62. Doel van bewijs is de rechter te overtuigen dat de aangevoerde feiten waar zijn. Absolute zekerheid hoeven de bewijzen niet te geven.
63. In civiele zaken moeten partijen zelf feiten stellen en bewijs leveren.Hoofdregel is dat degene die iets stelt, bewijs moet leveren. Soms is de bewijslast gewijzigd. Men moet bewijs leveren dat men niets kan worden verweten. Dit is schuldaansprakelijkheid met omgekeerde bewijslast.
De eiser stelt de eerste feiten, maar de tegenpartij mag andere feiten stellen en tegenbewijs leveren. Belangrijke bewijsmiddelen zijn het schriftelijk bewijs en het bewijs door getuigen. Ook rapporten van deskundigen kunnen als bewijsmiddel gelden en de rechter kan ter plaatse situaties bezichtigen. De rechter bepaalt welke feiten bewijs behoeven. Binnen het civiele proces is een niet bestreden feit voor vaststaand aangenomen, want de rechter is lijdelijk en de partijen autonoom.
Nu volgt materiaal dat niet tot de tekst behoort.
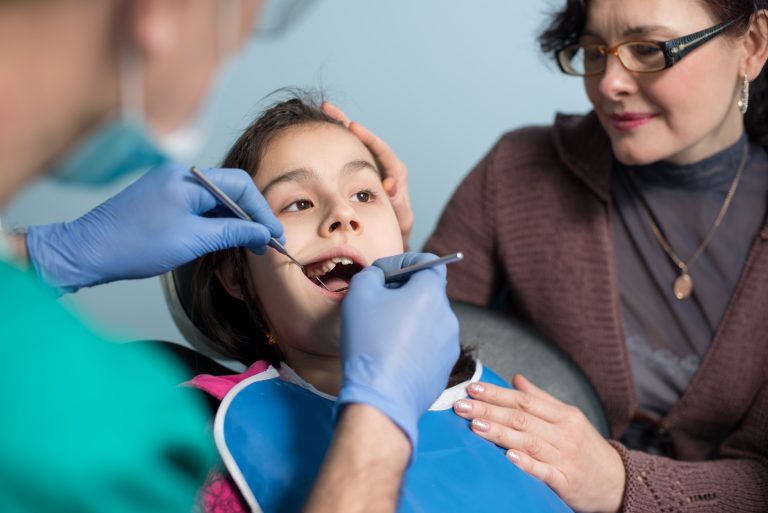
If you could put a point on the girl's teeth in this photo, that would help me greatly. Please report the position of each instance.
(328, 266)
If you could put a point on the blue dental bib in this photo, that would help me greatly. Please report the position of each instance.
(273, 434)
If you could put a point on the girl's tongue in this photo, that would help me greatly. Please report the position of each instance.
(335, 274)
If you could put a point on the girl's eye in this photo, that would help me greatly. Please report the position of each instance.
(363, 196)
(298, 206)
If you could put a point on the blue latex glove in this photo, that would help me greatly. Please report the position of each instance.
(399, 343)
(153, 226)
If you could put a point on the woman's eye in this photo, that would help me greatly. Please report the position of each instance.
(298, 206)
(363, 196)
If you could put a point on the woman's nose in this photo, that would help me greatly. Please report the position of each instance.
(342, 217)
(616, 82)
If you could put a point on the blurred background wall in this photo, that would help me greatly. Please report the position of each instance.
(439, 80)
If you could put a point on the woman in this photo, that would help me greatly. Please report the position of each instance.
(633, 237)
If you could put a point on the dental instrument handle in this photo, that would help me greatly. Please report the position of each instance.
(405, 272)
(236, 209)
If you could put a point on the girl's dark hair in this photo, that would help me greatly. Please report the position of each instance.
(235, 327)
(567, 25)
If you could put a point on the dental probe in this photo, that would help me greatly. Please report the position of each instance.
(405, 272)
(239, 212)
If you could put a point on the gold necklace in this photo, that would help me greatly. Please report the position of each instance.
(683, 284)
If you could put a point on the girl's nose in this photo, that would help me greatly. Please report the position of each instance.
(342, 217)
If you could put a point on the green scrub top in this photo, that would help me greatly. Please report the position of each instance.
(87, 425)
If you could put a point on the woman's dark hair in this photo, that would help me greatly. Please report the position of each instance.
(567, 25)
(235, 327)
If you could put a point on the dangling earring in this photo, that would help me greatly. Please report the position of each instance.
(744, 100)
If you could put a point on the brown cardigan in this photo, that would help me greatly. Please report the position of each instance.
(535, 214)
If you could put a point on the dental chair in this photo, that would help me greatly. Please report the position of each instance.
(506, 345)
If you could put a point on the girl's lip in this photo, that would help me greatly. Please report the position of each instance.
(336, 252)
(630, 120)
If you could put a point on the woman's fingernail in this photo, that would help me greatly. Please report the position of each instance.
(476, 388)
(462, 406)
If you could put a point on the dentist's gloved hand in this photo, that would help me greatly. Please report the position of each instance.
(153, 226)
(398, 342)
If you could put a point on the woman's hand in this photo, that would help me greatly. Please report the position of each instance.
(395, 174)
(550, 440)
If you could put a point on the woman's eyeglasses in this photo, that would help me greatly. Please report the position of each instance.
(586, 60)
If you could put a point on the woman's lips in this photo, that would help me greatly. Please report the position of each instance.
(630, 120)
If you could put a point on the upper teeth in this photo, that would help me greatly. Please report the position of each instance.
(322, 268)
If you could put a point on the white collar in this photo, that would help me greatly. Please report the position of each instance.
(444, 402)
(5, 247)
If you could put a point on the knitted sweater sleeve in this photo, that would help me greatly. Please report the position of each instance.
(735, 481)
(468, 225)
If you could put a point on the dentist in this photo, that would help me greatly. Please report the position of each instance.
(91, 90)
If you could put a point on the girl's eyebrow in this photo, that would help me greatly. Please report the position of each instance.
(304, 174)
(295, 175)
(357, 165)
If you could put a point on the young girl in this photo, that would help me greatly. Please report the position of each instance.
(275, 421)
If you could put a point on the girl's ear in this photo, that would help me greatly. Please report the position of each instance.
(226, 274)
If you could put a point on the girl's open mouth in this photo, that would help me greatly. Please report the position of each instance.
(334, 271)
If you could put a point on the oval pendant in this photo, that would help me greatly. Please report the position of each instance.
(683, 286)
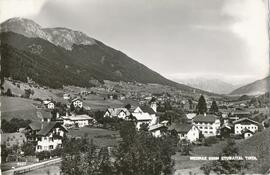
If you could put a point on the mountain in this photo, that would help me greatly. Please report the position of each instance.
(256, 88)
(210, 85)
(58, 56)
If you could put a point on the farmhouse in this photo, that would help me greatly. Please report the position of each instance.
(77, 102)
(157, 130)
(48, 104)
(13, 139)
(185, 131)
(245, 123)
(145, 114)
(76, 120)
(50, 137)
(238, 114)
(208, 124)
(246, 133)
(117, 112)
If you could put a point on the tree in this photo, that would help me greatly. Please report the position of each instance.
(201, 107)
(214, 107)
(226, 166)
(28, 149)
(9, 93)
(128, 106)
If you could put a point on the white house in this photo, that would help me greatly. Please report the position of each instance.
(145, 114)
(77, 102)
(50, 137)
(185, 131)
(157, 130)
(49, 104)
(117, 112)
(245, 123)
(208, 124)
(76, 120)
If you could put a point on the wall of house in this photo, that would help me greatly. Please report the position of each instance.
(209, 129)
(48, 143)
(193, 134)
(239, 127)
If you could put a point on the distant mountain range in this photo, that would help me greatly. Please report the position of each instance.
(59, 56)
(256, 88)
(211, 85)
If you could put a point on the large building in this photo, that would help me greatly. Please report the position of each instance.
(76, 120)
(208, 124)
(50, 137)
(244, 124)
(122, 113)
(145, 114)
(185, 131)
(13, 139)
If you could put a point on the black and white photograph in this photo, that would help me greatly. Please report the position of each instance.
(134, 87)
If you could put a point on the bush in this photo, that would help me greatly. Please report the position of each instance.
(208, 141)
(43, 155)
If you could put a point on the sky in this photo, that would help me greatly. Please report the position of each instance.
(180, 39)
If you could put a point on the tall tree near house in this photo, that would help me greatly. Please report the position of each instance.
(226, 166)
(214, 107)
(201, 107)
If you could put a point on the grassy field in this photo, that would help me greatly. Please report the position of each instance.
(101, 137)
(15, 107)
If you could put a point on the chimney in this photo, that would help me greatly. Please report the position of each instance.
(57, 115)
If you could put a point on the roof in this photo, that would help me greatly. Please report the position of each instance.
(245, 119)
(246, 131)
(181, 128)
(147, 109)
(44, 114)
(116, 111)
(156, 127)
(35, 126)
(47, 128)
(209, 118)
(15, 136)
(78, 117)
(75, 99)
(241, 112)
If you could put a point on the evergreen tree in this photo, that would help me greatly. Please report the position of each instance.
(201, 107)
(214, 107)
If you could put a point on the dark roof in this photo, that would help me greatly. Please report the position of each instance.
(181, 128)
(35, 126)
(147, 109)
(209, 118)
(245, 119)
(47, 128)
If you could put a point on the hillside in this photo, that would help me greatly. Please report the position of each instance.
(210, 85)
(42, 55)
(256, 88)
(257, 146)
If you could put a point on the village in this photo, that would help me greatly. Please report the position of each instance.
(195, 120)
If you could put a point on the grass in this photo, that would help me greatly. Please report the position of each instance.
(16, 107)
(101, 137)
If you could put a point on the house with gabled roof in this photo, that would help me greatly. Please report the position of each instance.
(245, 123)
(145, 114)
(185, 131)
(122, 113)
(50, 137)
(76, 120)
(77, 102)
(208, 124)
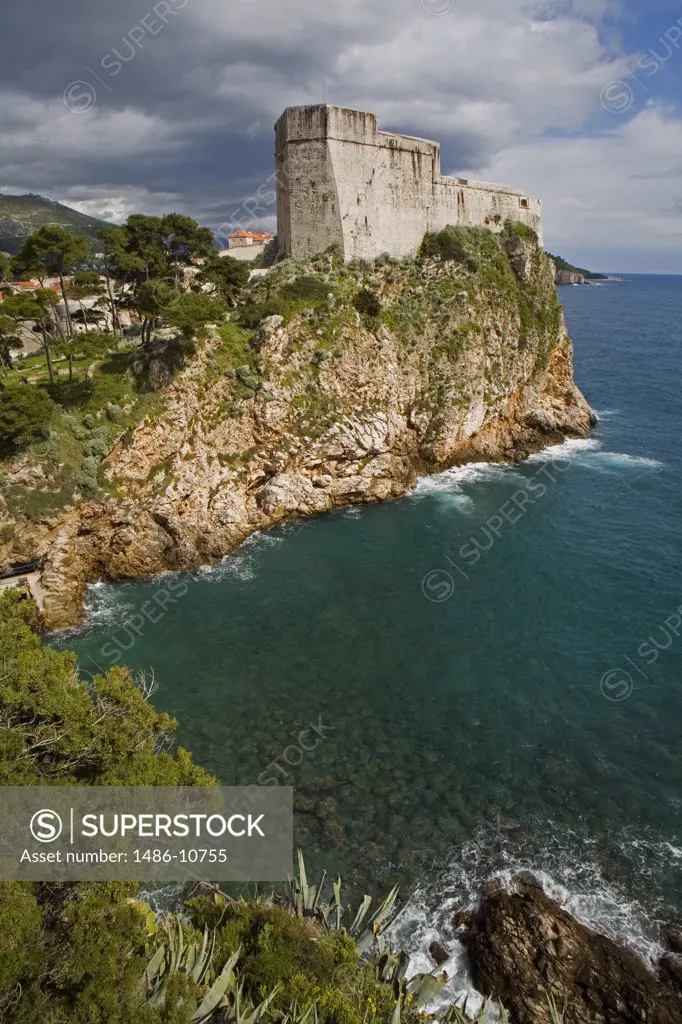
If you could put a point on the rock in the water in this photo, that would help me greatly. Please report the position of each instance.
(672, 936)
(438, 953)
(522, 946)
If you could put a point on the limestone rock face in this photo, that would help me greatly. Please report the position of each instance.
(331, 409)
(522, 945)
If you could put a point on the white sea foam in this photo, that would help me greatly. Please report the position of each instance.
(243, 563)
(567, 871)
(450, 485)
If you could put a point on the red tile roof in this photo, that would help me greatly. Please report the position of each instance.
(257, 236)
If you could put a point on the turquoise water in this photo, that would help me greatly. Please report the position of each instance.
(471, 655)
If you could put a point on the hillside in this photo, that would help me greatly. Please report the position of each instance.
(566, 273)
(19, 215)
(330, 384)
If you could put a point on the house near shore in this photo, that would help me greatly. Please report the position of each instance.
(246, 238)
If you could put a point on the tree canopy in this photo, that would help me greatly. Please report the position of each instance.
(25, 413)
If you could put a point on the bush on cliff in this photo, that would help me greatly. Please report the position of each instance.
(25, 413)
(367, 303)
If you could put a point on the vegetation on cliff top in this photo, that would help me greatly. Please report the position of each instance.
(435, 304)
(95, 953)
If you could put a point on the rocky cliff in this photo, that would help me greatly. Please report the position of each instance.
(523, 947)
(332, 384)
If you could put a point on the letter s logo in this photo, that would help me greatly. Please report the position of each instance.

Geen bewijs behoeven feiten van algemene bekendheid en ervaringsregels. De rechter bepaalt of het bewijs geleverd is, de waardering van het bewijs. Daarin is de rechter redelijk vrij, behalve in gevallen met dwingende bewijskracht zoals een ondertekende akte. De verklaring die een procespartij als getuige doet is weer beperkt krachtig.
64. In het strafproces rust de bewijslast geheel op het OM. De officier van justitie en de rechter-commissaris dragen bewijs aan. De verdachte kan met tegenbewijs komen. Het strafproces kent een limitatieve opsomming van bewijsmiddelen.
1. eigen waarneming van de rechter
2. verklaringen van verdachte
3. verklaringen van een getuige
4. verklaringen van een deskundige
5. schriftelijke stukken
Hoewel foto's etc. niet worden genoemd, kunnen ze een rol spelen in de eigen waarneming van de rechter of in schriftelijke stukken genoemd worden.
65. In het bestuursprocesrecht geldt een vrije bewijsleer.